Jackson also vowed to use her position on the House Environmental Affairs Committee to pursue additional, and possibly mandatory, testing for lead in the water supply of Indiana schools, after August testing in Hammond found dozens of school water fountains and sinks with detectable lead levels.
"In so many cases, the water systems in our schools have been neglected for too many years, and we are paying a price that can cause great damage to our children," Jackson said.
"The state of Indiana does have a program to test for lead in our schools, but it is voluntary, and less than 50 percent of our public schools were enrolled in the program (in 2018). These are not things that schools should be encouraged to join. It is something they should be required to join."
'Accountability and transparency'
Chyung, likewise, believes changes are required to ensure that Indiana government remains accountable and accessible to all Hoosiers.
That's why he wants to impose term limits on state legislators, eight years for representatives and 12 years for senators; and to ban former lawmakers from becoming lobbyists for five years after serving, instead of just one year.
"Term limits are a familiar idea, but I believe it is worth exploring because it ensures greater independence from elected officials and less potential reliance upon special interests to impact their work," Chyung said.
"At the same time, putting a longer lobbying ban in place will help to reduce the revolving door that seems to take place for lawmakers."
Chyung also will propose mandating more comprehensive disclosure of legislators' financial interests, including the actual dollar amounts of assets and liabilities.
"Greater accountability and transparency is a must for people in influential positions like the Legislature. If there are potential conflicts of interest, let them be noted for the public consumption. We should have nothing to hide in these positions," he said.
In addition, Chyung wants to move the legislative session from the winter months to the summer, so more educators and college students would have the scheduling flexibility necessary to seek and serve in public office.

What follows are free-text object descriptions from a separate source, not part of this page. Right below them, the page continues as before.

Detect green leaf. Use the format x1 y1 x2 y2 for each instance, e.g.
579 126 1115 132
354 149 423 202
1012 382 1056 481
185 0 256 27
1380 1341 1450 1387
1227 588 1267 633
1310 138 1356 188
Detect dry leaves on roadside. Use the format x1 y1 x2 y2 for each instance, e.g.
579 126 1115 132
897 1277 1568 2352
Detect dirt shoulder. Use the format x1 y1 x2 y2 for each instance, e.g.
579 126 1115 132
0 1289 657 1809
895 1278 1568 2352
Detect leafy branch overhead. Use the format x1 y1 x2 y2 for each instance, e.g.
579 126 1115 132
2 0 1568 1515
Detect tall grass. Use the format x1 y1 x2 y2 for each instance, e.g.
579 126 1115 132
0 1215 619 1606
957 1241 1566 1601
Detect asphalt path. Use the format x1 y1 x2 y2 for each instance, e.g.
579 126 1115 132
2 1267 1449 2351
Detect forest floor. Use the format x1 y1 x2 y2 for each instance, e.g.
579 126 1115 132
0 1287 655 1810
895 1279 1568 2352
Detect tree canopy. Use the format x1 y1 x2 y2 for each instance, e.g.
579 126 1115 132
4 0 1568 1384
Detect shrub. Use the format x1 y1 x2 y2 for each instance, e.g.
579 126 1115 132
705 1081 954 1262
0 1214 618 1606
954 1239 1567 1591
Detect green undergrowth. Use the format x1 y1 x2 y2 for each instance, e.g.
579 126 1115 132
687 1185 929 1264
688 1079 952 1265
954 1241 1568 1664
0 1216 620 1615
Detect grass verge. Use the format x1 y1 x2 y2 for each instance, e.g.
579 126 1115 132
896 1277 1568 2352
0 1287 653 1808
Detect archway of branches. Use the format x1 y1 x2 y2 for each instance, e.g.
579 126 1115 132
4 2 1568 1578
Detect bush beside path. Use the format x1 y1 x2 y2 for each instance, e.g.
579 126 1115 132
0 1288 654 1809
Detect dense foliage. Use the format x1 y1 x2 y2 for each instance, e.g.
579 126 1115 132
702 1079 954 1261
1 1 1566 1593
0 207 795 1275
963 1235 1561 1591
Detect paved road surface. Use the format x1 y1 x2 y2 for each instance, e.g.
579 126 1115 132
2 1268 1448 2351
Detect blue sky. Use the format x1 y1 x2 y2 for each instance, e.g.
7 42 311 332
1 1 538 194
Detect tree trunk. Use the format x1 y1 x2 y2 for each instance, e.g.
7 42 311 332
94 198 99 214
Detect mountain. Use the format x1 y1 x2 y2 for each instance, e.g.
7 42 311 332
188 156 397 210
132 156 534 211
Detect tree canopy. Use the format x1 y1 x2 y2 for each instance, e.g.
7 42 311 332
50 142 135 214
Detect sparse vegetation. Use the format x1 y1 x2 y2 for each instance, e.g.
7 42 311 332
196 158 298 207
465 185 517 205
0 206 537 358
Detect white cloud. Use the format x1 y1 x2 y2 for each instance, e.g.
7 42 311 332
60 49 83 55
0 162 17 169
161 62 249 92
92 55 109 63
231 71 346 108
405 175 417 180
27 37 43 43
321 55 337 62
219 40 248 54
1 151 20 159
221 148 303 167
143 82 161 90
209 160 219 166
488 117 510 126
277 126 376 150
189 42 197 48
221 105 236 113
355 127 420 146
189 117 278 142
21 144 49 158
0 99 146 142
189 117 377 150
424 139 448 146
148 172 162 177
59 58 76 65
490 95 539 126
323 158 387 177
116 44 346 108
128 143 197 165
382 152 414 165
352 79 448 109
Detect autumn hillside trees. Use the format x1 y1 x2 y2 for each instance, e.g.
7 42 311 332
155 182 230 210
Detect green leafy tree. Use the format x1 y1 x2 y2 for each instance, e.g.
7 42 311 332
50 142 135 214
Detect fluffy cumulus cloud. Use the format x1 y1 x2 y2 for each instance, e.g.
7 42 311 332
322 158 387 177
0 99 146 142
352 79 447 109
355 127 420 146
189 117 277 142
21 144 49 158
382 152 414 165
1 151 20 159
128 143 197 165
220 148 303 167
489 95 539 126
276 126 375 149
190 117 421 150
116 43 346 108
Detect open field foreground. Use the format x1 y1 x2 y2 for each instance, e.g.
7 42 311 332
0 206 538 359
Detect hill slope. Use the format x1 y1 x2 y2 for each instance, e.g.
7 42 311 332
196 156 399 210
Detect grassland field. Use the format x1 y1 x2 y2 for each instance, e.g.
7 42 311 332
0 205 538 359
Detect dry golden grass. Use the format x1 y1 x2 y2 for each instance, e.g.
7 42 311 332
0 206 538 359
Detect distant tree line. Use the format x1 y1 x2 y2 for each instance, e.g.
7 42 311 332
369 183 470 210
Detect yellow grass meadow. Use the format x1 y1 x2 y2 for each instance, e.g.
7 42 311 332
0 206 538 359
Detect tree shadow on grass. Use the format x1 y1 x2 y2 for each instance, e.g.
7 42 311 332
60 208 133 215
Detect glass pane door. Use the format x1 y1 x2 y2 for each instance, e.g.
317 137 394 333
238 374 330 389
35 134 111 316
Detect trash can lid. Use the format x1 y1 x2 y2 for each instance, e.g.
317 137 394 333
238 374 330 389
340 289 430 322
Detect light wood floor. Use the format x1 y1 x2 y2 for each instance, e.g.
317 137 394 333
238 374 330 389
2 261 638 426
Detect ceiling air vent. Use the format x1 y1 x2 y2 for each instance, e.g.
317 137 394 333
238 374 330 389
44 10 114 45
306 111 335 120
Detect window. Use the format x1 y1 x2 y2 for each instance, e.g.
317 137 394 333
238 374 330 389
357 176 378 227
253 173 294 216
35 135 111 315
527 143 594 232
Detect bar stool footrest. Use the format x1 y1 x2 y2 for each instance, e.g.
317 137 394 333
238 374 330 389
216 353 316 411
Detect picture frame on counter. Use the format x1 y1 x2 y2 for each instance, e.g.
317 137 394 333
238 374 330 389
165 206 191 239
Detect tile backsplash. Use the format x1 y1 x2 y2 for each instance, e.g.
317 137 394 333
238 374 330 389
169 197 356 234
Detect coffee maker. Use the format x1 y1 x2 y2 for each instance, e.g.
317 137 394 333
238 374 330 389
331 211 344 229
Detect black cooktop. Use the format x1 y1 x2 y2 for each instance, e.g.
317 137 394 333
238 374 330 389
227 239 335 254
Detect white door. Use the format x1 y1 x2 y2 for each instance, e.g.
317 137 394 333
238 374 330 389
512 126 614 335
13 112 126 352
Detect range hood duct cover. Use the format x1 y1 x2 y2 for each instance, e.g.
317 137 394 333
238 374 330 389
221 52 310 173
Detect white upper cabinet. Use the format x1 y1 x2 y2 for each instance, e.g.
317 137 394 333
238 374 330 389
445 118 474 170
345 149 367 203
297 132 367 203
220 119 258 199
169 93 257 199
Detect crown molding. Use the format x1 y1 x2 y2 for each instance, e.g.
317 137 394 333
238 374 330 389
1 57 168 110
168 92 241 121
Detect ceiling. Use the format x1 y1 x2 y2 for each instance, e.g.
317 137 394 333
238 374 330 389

"When I was talking to the people who live and work in the 15th House District, I gained a strong sense from my constituents that they were fed up with business as usual at the Statehouse," Chyung said.
"What they want is a better sense that the people who represent them have greater accountability to their interests and access to the office.
"What I am proposing is an attempt to find that accountability, while still providing a means to benefit those people who have a strong interest in public service."
Other Region lawmakers are expected to identify their top session priorities in the days leading up to the Jan. 10 deadline for filing legislative proposals in the House and Senate.